Reputation: 237
I am updating my ASP.NET project to use some more JavaScript and AJAX. I’ve refactored parts of my HTML so that they are created with JavaScript, but now I’m not able to use the values of my local resource files anymore.
The structure of my project is that each page/usercontrol has it’s own set of local resources and it’s own set of .js files.
Is there a simple/elegant solution to use the local resources in JavaScript? Preferably I would like to see something that takes the myfile.js file, parses it by looking at the current language, and outputs something myfile.en.js
UPDATE
How I’d like to work:
<script src="../message.js"></script>
function showMessage(){
alert(GetLocalResource("AlertMessage"));
}
Upvotes: 2
Views: 954
Reputation: 3610
Here is an example on how to write your own Http Handler to create minified JavaScript on the fly. Perhaps you can extend this with translation options and output not only minified, but also translated files.
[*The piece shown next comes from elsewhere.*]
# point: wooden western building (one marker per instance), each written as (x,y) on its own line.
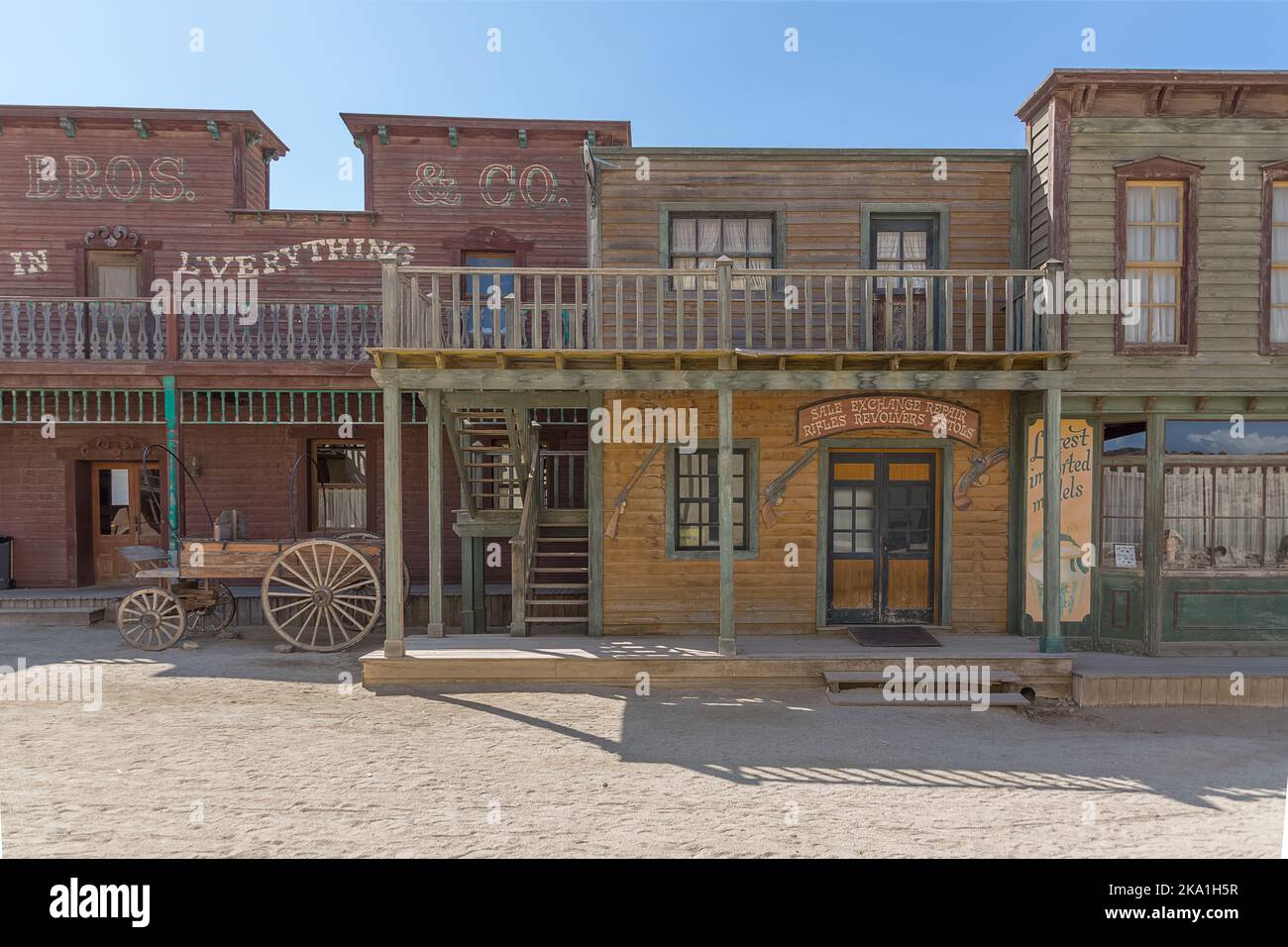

http://weboptimizer.codeplex.com/
Upvotes: 0
Reputation: 64923
In my case, I found that converting RESX files into JSON files and then loading them in the client-side JavaScript works good.
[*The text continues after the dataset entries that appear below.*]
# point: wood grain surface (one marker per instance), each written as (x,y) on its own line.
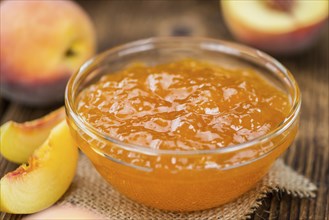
(122,21)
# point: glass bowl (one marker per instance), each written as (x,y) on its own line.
(182,180)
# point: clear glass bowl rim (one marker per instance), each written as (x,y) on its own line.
(225,47)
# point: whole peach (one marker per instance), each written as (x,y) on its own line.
(42,44)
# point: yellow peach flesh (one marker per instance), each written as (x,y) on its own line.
(45,179)
(18,141)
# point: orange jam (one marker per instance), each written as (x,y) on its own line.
(182,106)
(187,105)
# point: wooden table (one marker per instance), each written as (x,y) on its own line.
(118,22)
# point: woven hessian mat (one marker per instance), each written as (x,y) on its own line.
(91,192)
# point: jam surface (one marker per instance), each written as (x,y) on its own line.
(184,105)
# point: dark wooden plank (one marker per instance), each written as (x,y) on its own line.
(118,22)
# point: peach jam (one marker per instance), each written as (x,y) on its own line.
(187,105)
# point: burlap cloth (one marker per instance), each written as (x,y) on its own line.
(91,192)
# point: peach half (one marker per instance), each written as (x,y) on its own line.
(19,140)
(42,43)
(276,26)
(45,178)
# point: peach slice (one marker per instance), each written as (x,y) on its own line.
(276,26)
(45,178)
(19,140)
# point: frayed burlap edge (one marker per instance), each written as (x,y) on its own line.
(91,192)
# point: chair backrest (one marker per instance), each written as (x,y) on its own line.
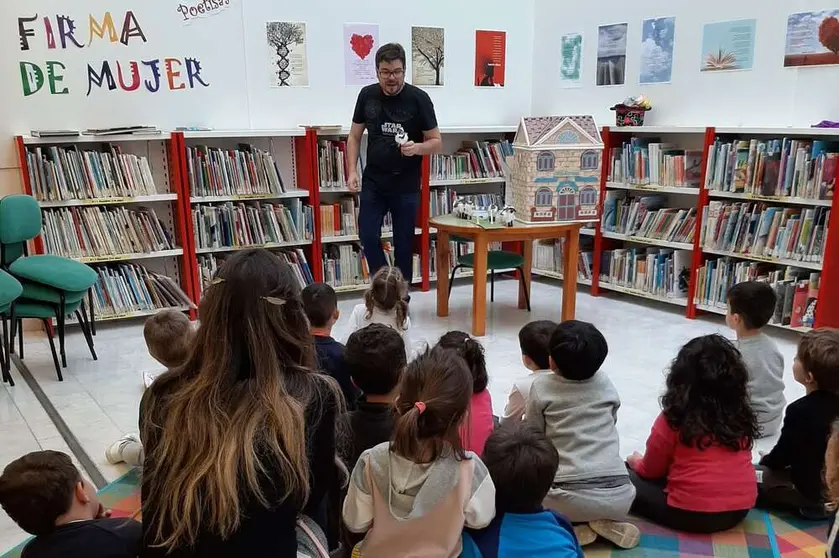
(20,221)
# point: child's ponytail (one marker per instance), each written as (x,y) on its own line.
(433,399)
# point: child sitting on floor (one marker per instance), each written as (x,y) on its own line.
(414,495)
(696,474)
(45,494)
(577,407)
(790,476)
(750,307)
(384,303)
(321,306)
(522,463)
(169,335)
(533,340)
(375,360)
(479,422)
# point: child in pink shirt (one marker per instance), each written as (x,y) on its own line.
(479,424)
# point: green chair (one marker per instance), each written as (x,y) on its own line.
(10,290)
(496,259)
(52,282)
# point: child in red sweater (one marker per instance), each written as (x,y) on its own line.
(697,473)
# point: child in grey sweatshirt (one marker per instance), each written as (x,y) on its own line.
(750,307)
(577,407)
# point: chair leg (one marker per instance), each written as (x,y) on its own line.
(60,317)
(451,280)
(524,288)
(52,348)
(492,285)
(86,331)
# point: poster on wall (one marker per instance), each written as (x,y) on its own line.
(428,56)
(611,54)
(287,63)
(490,58)
(360,43)
(571,60)
(812,39)
(657,37)
(728,45)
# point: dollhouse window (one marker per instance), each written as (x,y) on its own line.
(545,161)
(588,196)
(589,160)
(544,197)
(567,204)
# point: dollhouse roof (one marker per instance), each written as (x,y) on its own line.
(542,132)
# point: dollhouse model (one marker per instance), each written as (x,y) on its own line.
(555,170)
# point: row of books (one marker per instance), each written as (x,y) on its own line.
(775,167)
(549,255)
(251,224)
(643,161)
(443,200)
(646,217)
(766,231)
(58,173)
(332,163)
(341,218)
(796,290)
(208,265)
(226,172)
(103,231)
(124,288)
(657,271)
(475,159)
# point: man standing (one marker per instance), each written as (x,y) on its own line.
(391,181)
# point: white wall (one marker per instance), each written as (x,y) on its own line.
(768,95)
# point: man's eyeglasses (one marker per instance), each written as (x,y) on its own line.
(387,74)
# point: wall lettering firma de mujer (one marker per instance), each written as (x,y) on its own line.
(61,33)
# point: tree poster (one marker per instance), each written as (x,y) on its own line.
(571,60)
(427,55)
(360,43)
(812,39)
(490,58)
(287,62)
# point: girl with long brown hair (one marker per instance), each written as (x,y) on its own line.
(241,438)
(413,495)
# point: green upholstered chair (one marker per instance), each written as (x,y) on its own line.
(10,290)
(49,281)
(496,260)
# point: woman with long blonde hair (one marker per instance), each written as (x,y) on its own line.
(241,439)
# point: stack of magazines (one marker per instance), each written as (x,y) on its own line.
(77,232)
(58,173)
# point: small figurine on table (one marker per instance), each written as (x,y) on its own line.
(508,214)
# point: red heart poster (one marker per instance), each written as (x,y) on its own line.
(360,43)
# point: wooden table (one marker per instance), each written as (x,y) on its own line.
(447,225)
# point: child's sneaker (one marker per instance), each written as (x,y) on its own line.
(585,534)
(623,535)
(114,453)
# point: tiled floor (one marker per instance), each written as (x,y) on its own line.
(99,399)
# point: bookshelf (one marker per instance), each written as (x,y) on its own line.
(770,225)
(247,189)
(88,187)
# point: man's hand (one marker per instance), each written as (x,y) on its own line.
(352,182)
(411,148)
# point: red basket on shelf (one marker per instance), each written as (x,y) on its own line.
(626,115)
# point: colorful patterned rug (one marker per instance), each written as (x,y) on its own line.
(761,535)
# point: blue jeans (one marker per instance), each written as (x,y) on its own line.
(375,204)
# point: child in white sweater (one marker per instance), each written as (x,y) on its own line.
(384,303)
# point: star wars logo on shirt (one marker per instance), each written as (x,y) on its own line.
(392,129)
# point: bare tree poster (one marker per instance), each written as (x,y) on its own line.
(287,63)
(427,55)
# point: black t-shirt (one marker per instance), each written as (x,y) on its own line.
(99,538)
(384,116)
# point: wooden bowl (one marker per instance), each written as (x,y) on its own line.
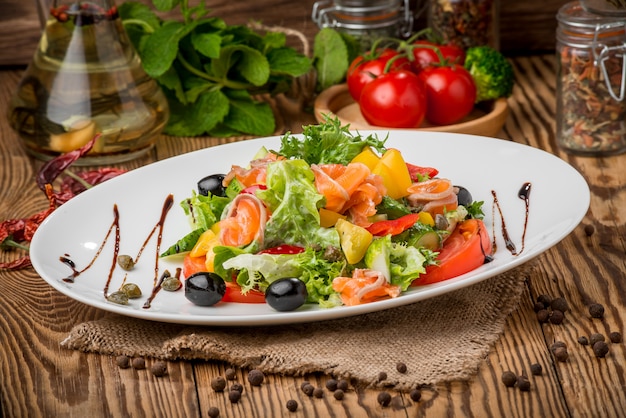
(487,118)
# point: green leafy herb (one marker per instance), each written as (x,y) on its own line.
(210,71)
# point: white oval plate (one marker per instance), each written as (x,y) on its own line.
(559,199)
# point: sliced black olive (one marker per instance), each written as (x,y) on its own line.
(204,289)
(286,294)
(464,197)
(212,184)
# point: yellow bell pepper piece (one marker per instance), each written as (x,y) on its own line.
(367,157)
(354,240)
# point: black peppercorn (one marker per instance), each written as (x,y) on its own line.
(331,384)
(543,316)
(523,383)
(561,354)
(292,405)
(338,394)
(594,338)
(401,367)
(234,396)
(557,317)
(123,362)
(415,395)
(255,377)
(559,304)
(596,310)
(600,349)
(509,379)
(218,384)
(536,369)
(384,398)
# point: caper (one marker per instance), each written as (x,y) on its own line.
(132,290)
(118,297)
(171,284)
(126,262)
Since RESX is XML, using LINQ-to-XML you'll convert each node into a key and each value into the key value:
{ "myLabel": "hello world!" }
Now the problem will be loading the right resources for user's culture. If you use a convention like RESX and files are called like MyResources.en-US.json
, if you write a cookie with current user's culture, it's just about concatenating it as follows: "MyResources." + cultureCookieValue + ".json"
Finally, you might use jQuery to load the whole resources:
$.getJSON("/JsonResources/MyResources." + cultureCookieValue + .json").done(function(resources) {
var myLabel = resources.myLabel;
});
This is just the idea. Now, if you develop it, you may create some abstractions so your client-side code can access such resources using this approach.
Suggestion: You can convert RESX on build using MSBuild!
Upvotes: 2
Reputation: 156968
Yes. Create an Controller
, or ApiController
that reads the resources from your folder or resx file.
To read from a resx file, use ResourceManager
There are plenty examples online for the general structure. Like this one: Display image from database in asp mvc. Of course, you could use this not only for images, but any type of file.
You can map an incoming parameter, like filename
the way you want, and you can post-process it to replace things if you need to. You can also set some HTTP headers to handle caching.